Source can be a dictionary
'''
# The regular dict.update() operation makes no sense here because the
# replace behavior results in the some of original untouched counts
# being mixed-in with all of the other counts for a mismash that
# doesn't have a straight-forward interpretation in most counting
# contexts. Instead, we implement straight-addition. Both the inputs
# and outputs are allowed to contain zero and negative counts.
# print("In update. [0] ", args)
if not args:
raise TypeError("descriptor 'update' of 'CounterOfCounters' object "
"needs an argument")
self, *args = args
# print("In update. [1] ", self, args)
if len(args) > 1:
raise TypeError('expected at most 1 arguments, got %d' % len(args))
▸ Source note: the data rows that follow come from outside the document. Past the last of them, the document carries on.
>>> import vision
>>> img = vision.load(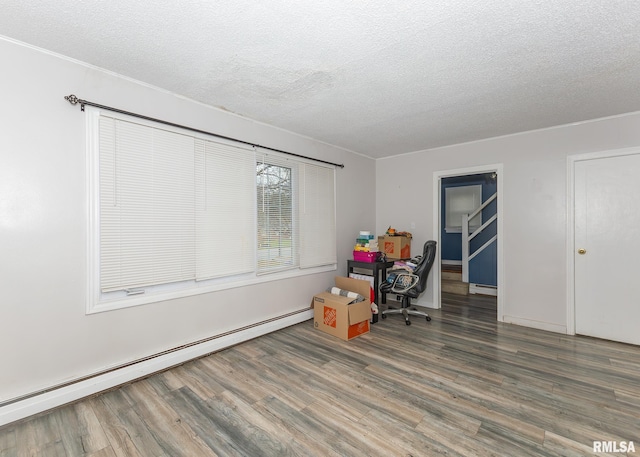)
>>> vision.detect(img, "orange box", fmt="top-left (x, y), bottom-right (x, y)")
top-left (311, 276), bottom-right (371, 341)
top-left (378, 235), bottom-right (411, 260)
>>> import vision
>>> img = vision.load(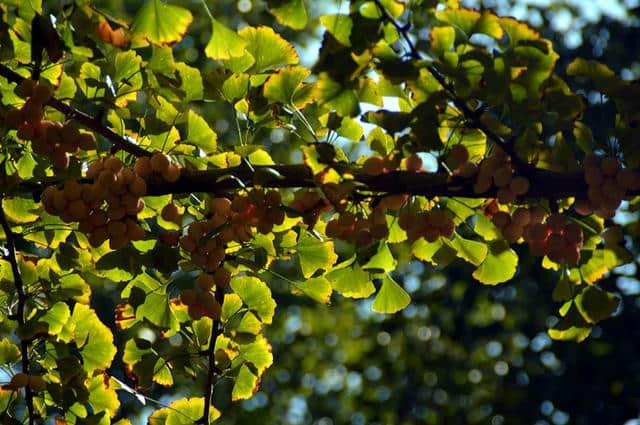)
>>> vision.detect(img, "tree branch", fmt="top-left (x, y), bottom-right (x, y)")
top-left (142, 165), bottom-right (587, 199)
top-left (374, 0), bottom-right (534, 172)
top-left (0, 64), bottom-right (151, 156)
top-left (202, 286), bottom-right (224, 425)
top-left (0, 198), bottom-right (35, 425)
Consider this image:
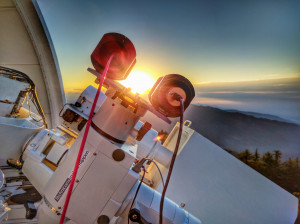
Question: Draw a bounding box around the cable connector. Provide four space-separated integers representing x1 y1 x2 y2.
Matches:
132 158 147 173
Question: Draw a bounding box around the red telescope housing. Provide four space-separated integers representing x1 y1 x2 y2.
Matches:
91 33 136 80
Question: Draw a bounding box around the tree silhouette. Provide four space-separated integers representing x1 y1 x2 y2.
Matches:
274 150 282 165
253 149 260 162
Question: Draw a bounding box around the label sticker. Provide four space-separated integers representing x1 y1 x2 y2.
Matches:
54 150 90 202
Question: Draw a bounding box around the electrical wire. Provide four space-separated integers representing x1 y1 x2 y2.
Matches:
59 55 114 224
0 66 48 128
147 159 165 187
127 167 146 224
159 97 184 224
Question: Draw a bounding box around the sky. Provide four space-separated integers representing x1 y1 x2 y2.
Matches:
38 0 300 122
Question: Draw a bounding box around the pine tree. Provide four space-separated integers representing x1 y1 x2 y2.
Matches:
253 149 260 162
iterable = args[0] if args else None
if iterable is not None:
if isinstance(iterable, dict):
if self:
self_get = self.get
for elem, count in iterable.items():
if isinstance(count, Counter):
self[elem] = count + self_get(elem, Counter())
else:
raise TypeError("values can only be of type Counter")
else:
for elem, count in iterable.items():
if isinstance(count, Counter):
self[elem] = count
else:
raise TypeError("values can only be of type Counter")
else:
raise TypeError("values can only be of type Counter")
if kwds:
raise TypeError("Can not process **kwds as of now")
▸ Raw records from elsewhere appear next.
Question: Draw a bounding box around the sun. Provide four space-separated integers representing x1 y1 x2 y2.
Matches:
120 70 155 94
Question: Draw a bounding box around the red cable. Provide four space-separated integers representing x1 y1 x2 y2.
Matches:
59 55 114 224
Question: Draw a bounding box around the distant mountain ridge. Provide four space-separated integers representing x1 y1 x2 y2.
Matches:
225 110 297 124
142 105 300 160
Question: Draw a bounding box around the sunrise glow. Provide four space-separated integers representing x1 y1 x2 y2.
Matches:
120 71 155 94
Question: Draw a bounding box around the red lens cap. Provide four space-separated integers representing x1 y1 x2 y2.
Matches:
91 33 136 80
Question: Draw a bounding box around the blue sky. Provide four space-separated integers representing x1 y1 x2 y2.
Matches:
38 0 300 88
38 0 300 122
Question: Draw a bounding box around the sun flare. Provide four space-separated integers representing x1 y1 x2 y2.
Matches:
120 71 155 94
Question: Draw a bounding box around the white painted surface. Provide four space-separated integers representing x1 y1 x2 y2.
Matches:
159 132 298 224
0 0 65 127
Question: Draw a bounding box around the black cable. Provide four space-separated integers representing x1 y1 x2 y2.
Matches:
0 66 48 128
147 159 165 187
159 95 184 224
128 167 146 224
I then derive from AccumulatorParam
my custom AccumulatorParam class.
class KeyAccumulatorParam(AccumulatorParam):
def zero(self, value):
c = CounterOfCounters(
dict.fromkeys(
value.keys(),
Counter()
)
)
return c
def addInPlace(self, ac1, ac2):
ac1.update(ac2)
return ac1
Then I define the accumulator variable and the function to add it.
keyAccum = sc.accumulator(
CounterOfCounters(
dict.fromkeys(
['class1', 'class2', 'class3', 'class4'],
Counter()
)
),
KeyAccumulatorParam()
)
def accumulate_keycounts(rec):
global keyAccum
c = Counter(list(rec['nested_object'].keys()))
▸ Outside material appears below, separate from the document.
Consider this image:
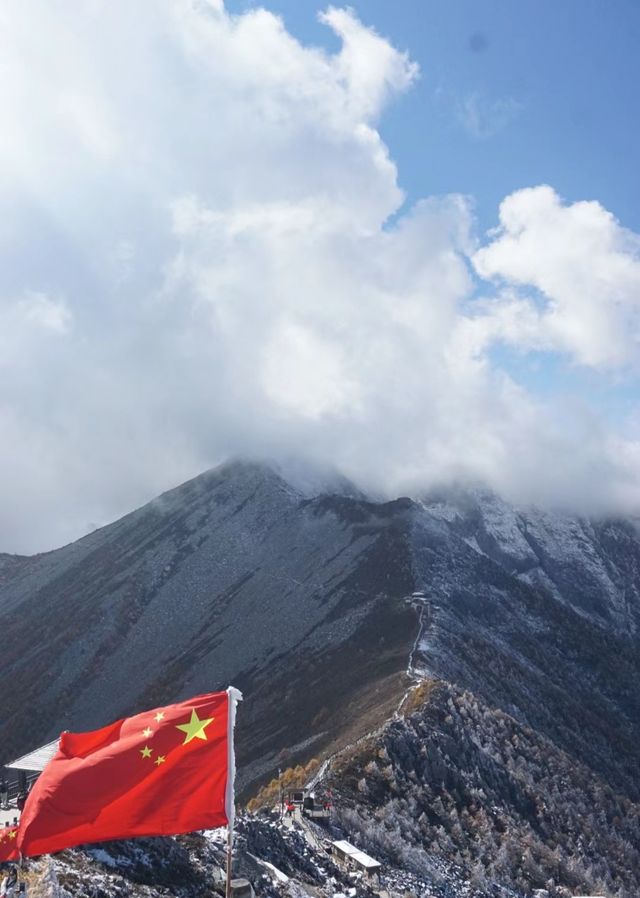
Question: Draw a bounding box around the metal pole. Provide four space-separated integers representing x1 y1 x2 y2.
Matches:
226 824 233 898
keyAccum.add(CounterOfCounters({
rec['class']: c
}))
After which I call accumulate_keycounts
foreach record in rdd.
test_rdd.foreach(accumulate_keycounts)
On doing this, I get the end of file exception:
Caused by: java.io.EOFException
at java.io.DataInputStream.readInt(DataInputStream.java:392)
at org.apache.spark.api.python.PythonRunner$$anon$1$$anonfun$read$1.apply$mcVI$sp(PythonRDD.scala:200)
at scala.collection.immutable.Range.foreach$mVc$sp(Range.scala:160)
at org.apache.spark.api.python.PythonRunner$$anon$1.read(PythonRDD.scala:199)
... 25 more
Some more additional info. I am using spark 2.2.1 on my MacBook Pro Retina (2013 8GB) for testing my function. The test_rdd
has only ~20 records. It is a sample from larger rdd of ~200000 records.
I am not sure why this error is happening. I have enough memory to finish the task. The accumulator is commutative and associative as per the requirements of accumulator.
What I have debugged till now and figured out is that the error happens after first record is processed i.e. first time addInPlace
is called. The CounterOfCounters.update
function returns normally. But after that the EOFException
occurs.
Any tips to debug or pointers to the problem will be much appreciated.